Introduction to PMLE4SCR

Overview

The PMLE4SCR package implements two-stage pseudo maximum likelihood estimation (PMLE) for copula-based regression models with semi-competing risks data. In semi-competing risks data, a non-terminal event (e.g., disease relapse) is subject to dependent censoring by a terminal event (e.g., death), but not vice versa.

The package provides two main functions:

Data

We illustrate the package using the Bone Marrow Transplant (BMT) dataset from the SemiCompRisks package. This dataset contains 137 patients with acute leukemia aged 7 to 52. The non-terminal event is leukemia relapse and the terminal event is death. Three disease groups are considered: AML-low risk, AML-high risk, and ALL (acute lymphoblastic leukemia), with AML-low as the baseline group.

library(PMLE4SCR)
data(BMT, package = "SemiCompRisks")
BMT$g <- factor(BMT$g, levels = c(2, 3, 1),
                labels = c("AML-low", "AML-high", "ALL"))

The key variables in the dataset are described below:

Table 1: Key variables in the BMT dataset
Variable Description
T1 Time to death (terminal event)
T2 Time to leukemia relapse (non-terminal event)
delta1 Death indicator (1 = observed, 0 = censored)
delta2 Relapse indicator (1 = observed, 0 = censored)
g Disease group (AML-low, AML-high, ALL)

A preview of the first six observations:

head(BMT[, c("T1", "T2", "delta1", "delta2", "g")])
#>     T1   T2 delta1 delta2   g
#> 1 2081 2081      0      0 ALL
#> 2 1602 1602      0      0 ALL
#> 3 1496 1496      0      0 ALL
#> 4 1462 1462      0      0 ALL
#> 5 1433 1433      0      0 ALL
#> 6 1377 1377      0      0 ALL

Fitting the Model with PMLE

We fit a copula-based model using the Clayton copula, with proportional hazards (PH) marginals for both relapse and death. The disease group g is included as a covariate for both marginals and the copula parameter.

myfit <- PMLE4SCR(BMT, time = "T2", death = "T1",
                  status_time = "delta2", status_death = "delta1",
                  T.fmla = ~ g, D.fmla = ~ g,
                  copula.family = "Clayton",
                  copula.control = list(formula = ~ g))

Results

Dependence between relapse and death

The estimated copula parameters and corresponding Kendall’s \(\tau\) values measure the dependence between relapse and death times for each disease group. A larger \(\tau\) indicates stronger dependence.

knitr::kable(myfit$gamma,
             digits = 3,
             caption = "Table 2: Estimated copula parameters (PMLE)")
Table 2: Estimated copula parameters (PMLE)
para est se
(Intercept) 2.169 0.553
gAML-high -0.271 0.812
gALL -0.282 0.791

Regression coefficients for relapse (non-terminal event)

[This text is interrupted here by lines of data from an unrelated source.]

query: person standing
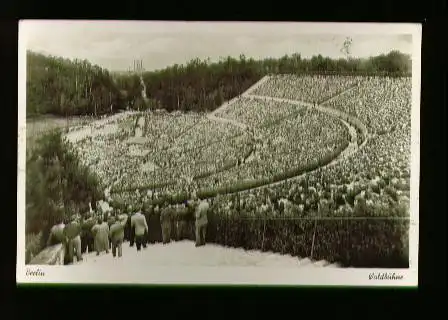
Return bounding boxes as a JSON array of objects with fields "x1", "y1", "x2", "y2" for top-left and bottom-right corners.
[
  {"x1": 125, "y1": 206, "x2": 135, "y2": 247},
  {"x1": 107, "y1": 212, "x2": 115, "y2": 249},
  {"x1": 195, "y1": 200, "x2": 210, "y2": 247},
  {"x1": 109, "y1": 216, "x2": 128, "y2": 258},
  {"x1": 131, "y1": 211, "x2": 148, "y2": 251},
  {"x1": 81, "y1": 214, "x2": 95, "y2": 254},
  {"x1": 64, "y1": 215, "x2": 82, "y2": 263},
  {"x1": 176, "y1": 203, "x2": 188, "y2": 241},
  {"x1": 92, "y1": 216, "x2": 109, "y2": 256},
  {"x1": 160, "y1": 205, "x2": 173, "y2": 244}
]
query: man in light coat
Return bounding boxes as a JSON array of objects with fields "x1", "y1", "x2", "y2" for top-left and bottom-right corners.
[
  {"x1": 195, "y1": 200, "x2": 210, "y2": 247},
  {"x1": 131, "y1": 211, "x2": 148, "y2": 251},
  {"x1": 109, "y1": 215, "x2": 128, "y2": 258},
  {"x1": 92, "y1": 216, "x2": 109, "y2": 256},
  {"x1": 160, "y1": 205, "x2": 173, "y2": 244}
]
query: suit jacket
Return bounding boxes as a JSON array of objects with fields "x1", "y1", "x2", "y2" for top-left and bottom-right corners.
[
  {"x1": 64, "y1": 221, "x2": 81, "y2": 240},
  {"x1": 131, "y1": 212, "x2": 148, "y2": 236},
  {"x1": 195, "y1": 201, "x2": 210, "y2": 226},
  {"x1": 109, "y1": 218, "x2": 127, "y2": 243}
]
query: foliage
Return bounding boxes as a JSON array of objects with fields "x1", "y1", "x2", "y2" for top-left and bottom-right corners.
[
  {"x1": 27, "y1": 51, "x2": 411, "y2": 116},
  {"x1": 26, "y1": 51, "x2": 125, "y2": 116},
  {"x1": 207, "y1": 212, "x2": 409, "y2": 268},
  {"x1": 26, "y1": 130, "x2": 103, "y2": 243}
]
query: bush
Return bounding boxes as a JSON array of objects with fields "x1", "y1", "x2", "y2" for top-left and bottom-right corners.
[{"x1": 207, "y1": 213, "x2": 409, "y2": 268}]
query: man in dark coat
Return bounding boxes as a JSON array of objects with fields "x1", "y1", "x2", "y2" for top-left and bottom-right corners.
[
  {"x1": 195, "y1": 200, "x2": 210, "y2": 247},
  {"x1": 109, "y1": 215, "x2": 128, "y2": 258},
  {"x1": 81, "y1": 214, "x2": 95, "y2": 254},
  {"x1": 160, "y1": 204, "x2": 173, "y2": 244},
  {"x1": 125, "y1": 206, "x2": 135, "y2": 247},
  {"x1": 175, "y1": 203, "x2": 189, "y2": 241},
  {"x1": 107, "y1": 212, "x2": 115, "y2": 249},
  {"x1": 64, "y1": 215, "x2": 82, "y2": 263}
]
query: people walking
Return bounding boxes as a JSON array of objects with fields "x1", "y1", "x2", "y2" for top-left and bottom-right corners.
[
  {"x1": 175, "y1": 203, "x2": 191, "y2": 241},
  {"x1": 47, "y1": 218, "x2": 65, "y2": 247},
  {"x1": 81, "y1": 214, "x2": 95, "y2": 254},
  {"x1": 195, "y1": 200, "x2": 210, "y2": 247},
  {"x1": 131, "y1": 211, "x2": 148, "y2": 251},
  {"x1": 92, "y1": 217, "x2": 109, "y2": 256},
  {"x1": 109, "y1": 216, "x2": 128, "y2": 258},
  {"x1": 160, "y1": 205, "x2": 173, "y2": 244},
  {"x1": 64, "y1": 215, "x2": 82, "y2": 263}
]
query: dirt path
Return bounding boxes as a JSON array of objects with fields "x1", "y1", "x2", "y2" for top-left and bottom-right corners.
[{"x1": 70, "y1": 240, "x2": 338, "y2": 273}]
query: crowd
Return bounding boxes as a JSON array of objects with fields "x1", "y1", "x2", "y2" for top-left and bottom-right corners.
[
  {"x1": 69, "y1": 76, "x2": 411, "y2": 225},
  {"x1": 196, "y1": 109, "x2": 349, "y2": 187},
  {"x1": 201, "y1": 78, "x2": 411, "y2": 216},
  {"x1": 251, "y1": 75, "x2": 364, "y2": 103}
]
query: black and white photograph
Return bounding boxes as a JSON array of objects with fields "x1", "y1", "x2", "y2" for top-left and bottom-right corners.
[{"x1": 16, "y1": 20, "x2": 421, "y2": 286}]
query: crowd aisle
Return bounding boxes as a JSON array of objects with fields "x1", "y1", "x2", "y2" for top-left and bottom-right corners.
[{"x1": 68, "y1": 75, "x2": 411, "y2": 222}]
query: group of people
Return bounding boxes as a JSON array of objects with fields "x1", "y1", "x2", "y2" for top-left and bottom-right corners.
[
  {"x1": 47, "y1": 200, "x2": 210, "y2": 264},
  {"x1": 65, "y1": 76, "x2": 411, "y2": 242},
  {"x1": 111, "y1": 77, "x2": 411, "y2": 225},
  {"x1": 251, "y1": 74, "x2": 366, "y2": 104}
]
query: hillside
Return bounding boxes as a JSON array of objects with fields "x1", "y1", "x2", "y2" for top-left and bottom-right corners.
[{"x1": 23, "y1": 51, "x2": 411, "y2": 116}]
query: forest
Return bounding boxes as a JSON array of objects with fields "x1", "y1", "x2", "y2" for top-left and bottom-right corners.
[{"x1": 27, "y1": 51, "x2": 411, "y2": 117}]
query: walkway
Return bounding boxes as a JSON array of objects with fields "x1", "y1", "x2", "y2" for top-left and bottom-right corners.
[{"x1": 70, "y1": 240, "x2": 339, "y2": 268}]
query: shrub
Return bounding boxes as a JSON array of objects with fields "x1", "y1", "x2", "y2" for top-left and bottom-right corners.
[{"x1": 26, "y1": 131, "x2": 103, "y2": 246}]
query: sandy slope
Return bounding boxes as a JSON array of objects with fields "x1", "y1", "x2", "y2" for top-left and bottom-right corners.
[{"x1": 72, "y1": 241, "x2": 336, "y2": 270}]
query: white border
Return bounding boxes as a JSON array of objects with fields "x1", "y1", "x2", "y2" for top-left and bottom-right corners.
[{"x1": 16, "y1": 21, "x2": 421, "y2": 286}]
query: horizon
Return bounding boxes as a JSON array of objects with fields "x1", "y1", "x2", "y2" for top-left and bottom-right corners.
[{"x1": 21, "y1": 20, "x2": 412, "y2": 72}]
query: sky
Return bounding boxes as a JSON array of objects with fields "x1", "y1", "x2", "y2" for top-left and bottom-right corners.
[{"x1": 19, "y1": 20, "x2": 413, "y2": 71}]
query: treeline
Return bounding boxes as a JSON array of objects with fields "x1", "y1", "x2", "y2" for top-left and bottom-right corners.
[
  {"x1": 27, "y1": 51, "x2": 411, "y2": 116},
  {"x1": 143, "y1": 51, "x2": 411, "y2": 111},
  {"x1": 26, "y1": 51, "x2": 126, "y2": 117},
  {"x1": 25, "y1": 130, "x2": 104, "y2": 260}
]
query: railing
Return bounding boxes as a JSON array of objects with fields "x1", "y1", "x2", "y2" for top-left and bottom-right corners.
[{"x1": 29, "y1": 243, "x2": 65, "y2": 265}]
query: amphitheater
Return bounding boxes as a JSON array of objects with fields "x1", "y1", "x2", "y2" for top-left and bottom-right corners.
[{"x1": 29, "y1": 75, "x2": 411, "y2": 270}]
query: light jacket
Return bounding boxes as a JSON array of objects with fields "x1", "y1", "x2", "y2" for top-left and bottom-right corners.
[
  {"x1": 195, "y1": 201, "x2": 210, "y2": 226},
  {"x1": 109, "y1": 217, "x2": 127, "y2": 243},
  {"x1": 131, "y1": 212, "x2": 148, "y2": 236}
]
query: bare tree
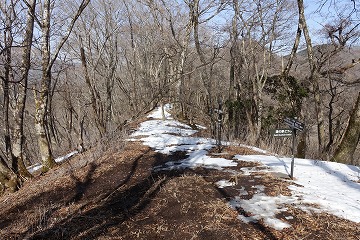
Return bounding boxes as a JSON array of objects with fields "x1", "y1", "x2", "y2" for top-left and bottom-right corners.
[
  {"x1": 34, "y1": 0, "x2": 90, "y2": 172},
  {"x1": 332, "y1": 92, "x2": 360, "y2": 164},
  {"x1": 0, "y1": 0, "x2": 36, "y2": 191}
]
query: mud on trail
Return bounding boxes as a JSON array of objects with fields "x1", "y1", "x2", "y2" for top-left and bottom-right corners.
[{"x1": 0, "y1": 126, "x2": 360, "y2": 240}]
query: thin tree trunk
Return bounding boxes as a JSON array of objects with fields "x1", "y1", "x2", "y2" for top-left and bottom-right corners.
[
  {"x1": 11, "y1": 0, "x2": 36, "y2": 179},
  {"x1": 34, "y1": 0, "x2": 90, "y2": 172},
  {"x1": 332, "y1": 92, "x2": 360, "y2": 164},
  {"x1": 298, "y1": 0, "x2": 325, "y2": 155}
]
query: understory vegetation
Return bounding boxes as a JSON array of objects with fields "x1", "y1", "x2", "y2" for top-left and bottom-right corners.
[{"x1": 0, "y1": 0, "x2": 360, "y2": 191}]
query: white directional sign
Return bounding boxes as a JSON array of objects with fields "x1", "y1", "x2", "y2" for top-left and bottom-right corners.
[
  {"x1": 284, "y1": 118, "x2": 305, "y2": 131},
  {"x1": 272, "y1": 129, "x2": 293, "y2": 137}
]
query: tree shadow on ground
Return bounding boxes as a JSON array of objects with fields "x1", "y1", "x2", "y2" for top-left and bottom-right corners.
[{"x1": 29, "y1": 150, "x2": 187, "y2": 239}]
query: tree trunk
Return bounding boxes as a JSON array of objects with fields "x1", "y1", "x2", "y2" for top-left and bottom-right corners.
[
  {"x1": 332, "y1": 92, "x2": 360, "y2": 165},
  {"x1": 298, "y1": 0, "x2": 325, "y2": 155},
  {"x1": 12, "y1": 0, "x2": 36, "y2": 178},
  {"x1": 34, "y1": 0, "x2": 90, "y2": 172}
]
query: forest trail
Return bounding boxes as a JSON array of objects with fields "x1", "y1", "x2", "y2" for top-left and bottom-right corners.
[{"x1": 0, "y1": 106, "x2": 360, "y2": 240}]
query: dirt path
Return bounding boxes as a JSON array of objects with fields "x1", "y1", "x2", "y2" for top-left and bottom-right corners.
[{"x1": 0, "y1": 135, "x2": 360, "y2": 240}]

The estimated regression coefficients for the marginal distribution of relapse time. Positive values indicate higher risk of relapse compared to the AML-low baseline group.

Table 3: Regression coefficients for relapse time (PMLE)
Group Estimate SE
AML-high 1.168 0.311
ALL 0.710 0.324

Regression coefficients for death (terminal event)

Table 4: Regression coefficients for death time (PMLE)
Group Estimate SE
AML-high 1.022 0.276
ALL 0.611 0.285

Comparison: PMLE vs Simultaneous MLE

For comparison, we also fit the simultaneous MLE and compare the estimates from both methods side by side.

myfit_mle <- MLE4SCR(BMT, time = "T2", death = "T1",
                     status_time = "delta2", status_death = "delta1",
                     T.fmla = ~ g, D.fmla = ~ g,
                     copula.family = "Clayton",
                     copula.control = list(formula = ~ g))
Table 5: Comparison of PMLE and simultaneous MLE estimates
PMLE
Simultaneous MLE
Parameter Estimate SE Estimate SE
Copula (Intercept) 2.169 0.553 2.213 0.537
Copula (AML-high) -0.271 0.812 -0.270 0.803
Copula (ALL) -0.282 0.791 -0.293 0.770
Relapse: AML-high 1.168 0.311 1.116 0.306
Relapse: ALL 0.710 0.324 0.669 0.320
Death: AML-high 1.022 0.276 1.022 0.276
Death: ALL 0.611 0.285 0.611 0.285

The two methods produce similar estimates. The PMLE is computationally more efficient and robust against copula misspecification for the marginal parameters.

Reference

Arachchige, S. J., Chen, X., and Zhou, Q. M. (2025). Two-stage pseudo maximum likelihood estimation of semiparametric copula-based regression models for semi-competing risks data. Lifetime Data Analysis, 31, 52-75.